The other idea behind the sub models is that something like clip can be plugged in and trained to similar text encodings, and the same math submodels should transfer to VQA tasks.

iRonJ commented 2 years ago

This approach would also allow for multi-step computations

iRonJ commented 2 years ago

https://arxiv.org/abs/2203.13224

An interesting paper here that I think could inform an approach to this issue

iRonJ commented 2 years ago

looks like Google took a whack at arithmetic by adding a calculator

http://ai.googleblog.com/2022/04/pathways-language-model-palm-scaling-to.html

For example, with 8-shot prompting, PaLM solves 58% of the problems in GSM8K, a benchmark of thousands of challenging grade school level math questions, outperforming the prior top score of 55% achieved by fine-tuning the GPT-3 175B model with a training set of 7500 problems and combining it with an external calculator and verifier.

iRonJ commented 2 years ago

Further work here, related to robotics, and having models talk to each other, with a very similar circular diagram as above: https://socraticmodels.github.io/

link to paper https://arxiv.org/abs/2204.00598

iRonJ commented 2 years ago

some other work in this area

https://www.ai21.com/blog/jurassic-x-crossing-the-neuro-symbolic-chasm-with-the-mrkl-system

iRonJ commented 2 years ago

Here’s a user of gpt neo that uses an extensive prompt to get reliable arithmetic

https://news.ycombinator.com/item?id=30309302

StellaAthena commented 2 years ago

Here’s a user of gpt neo that uses an extensive prompt to get reliable arithmetic

https://news.ycombinator.com/item?id=30309302

This is GPT-3, presumably the 175B model, not GPT-Neo

manuelsh commented 2 years ago

Prior art, for addition and subtraction: Investigating the Limitations of Transformers with Simple Arithmetic Tasks https://arxiv.org/abs/2102.13019

The paper's authors concluded from their experiments that models couldn't learn addition rules independent of the length of numbers seen in training, is that observation concrete enough to answer the RFP?

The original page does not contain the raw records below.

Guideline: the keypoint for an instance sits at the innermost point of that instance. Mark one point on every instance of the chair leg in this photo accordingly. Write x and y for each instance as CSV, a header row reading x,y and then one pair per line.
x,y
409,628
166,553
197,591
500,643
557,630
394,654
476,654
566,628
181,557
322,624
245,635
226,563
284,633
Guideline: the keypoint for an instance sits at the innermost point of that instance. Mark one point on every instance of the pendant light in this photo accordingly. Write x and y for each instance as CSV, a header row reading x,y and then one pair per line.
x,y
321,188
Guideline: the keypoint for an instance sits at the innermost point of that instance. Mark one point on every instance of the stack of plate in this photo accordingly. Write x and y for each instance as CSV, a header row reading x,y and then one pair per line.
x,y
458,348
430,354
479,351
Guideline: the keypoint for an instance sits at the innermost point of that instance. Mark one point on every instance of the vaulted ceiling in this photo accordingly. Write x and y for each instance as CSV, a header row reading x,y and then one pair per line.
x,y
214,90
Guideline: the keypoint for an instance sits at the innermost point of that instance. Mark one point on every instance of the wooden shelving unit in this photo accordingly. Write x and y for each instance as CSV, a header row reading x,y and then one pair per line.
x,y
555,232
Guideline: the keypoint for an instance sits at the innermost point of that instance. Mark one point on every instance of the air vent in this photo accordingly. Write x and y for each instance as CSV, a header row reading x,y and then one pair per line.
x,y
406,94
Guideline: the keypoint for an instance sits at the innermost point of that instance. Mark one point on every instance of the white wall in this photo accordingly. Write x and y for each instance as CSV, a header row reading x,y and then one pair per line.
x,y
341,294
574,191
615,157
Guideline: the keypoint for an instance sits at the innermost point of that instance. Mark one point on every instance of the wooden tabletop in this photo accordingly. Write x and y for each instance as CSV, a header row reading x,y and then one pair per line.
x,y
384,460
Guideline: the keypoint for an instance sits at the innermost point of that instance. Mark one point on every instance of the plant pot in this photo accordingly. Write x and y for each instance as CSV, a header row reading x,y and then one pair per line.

I think it is. What additional observations are needed?

toontran commented 2 years ago

Prior art, for addition and subtraction: Investigating the Limitations of Transformers with Simple Arithmetic Tasks https://arxiv.org/abs/2102.13019

The paper's authors concluded from their experiments that models couldn't learn addition rules independent of the length of numbers seen in training, is that observation concrete enough to answer the RFP?

I think it is. What additional observations are needed?

This paper reminds me of the following one, where the author claims that BERT models cannot deductively reason, i.e. use rules, due to "statistical features". https://arxiv.org/abs/2205.11502

But then we saw how GPT-3 can do arithmetic reasonably well if steps are explicitly written out

Here’s a user of gpt neo that uses an extensive prompt to get reliable arithmetic

https://news.ycombinator.com/item?id=30309302

This is GPT-3, presumably the 175B model, not GPT-Neo

Is there a way to reconcile both these facts? I know this is not an apple-to-apple comparison, but it seems that models would have to elaborate steps sequentially in order to reason in general, instead of shoving everything into input and expecting correct output all at once.

EDmitry commented 1 year ago

What's curious is that perhaps LLMs can interact with external systems just like humans can:

Screenshot 2022-12-06 at 10 03 01 AM

But that starts from making it understand its own limitations, which is what I've done here with this prompt.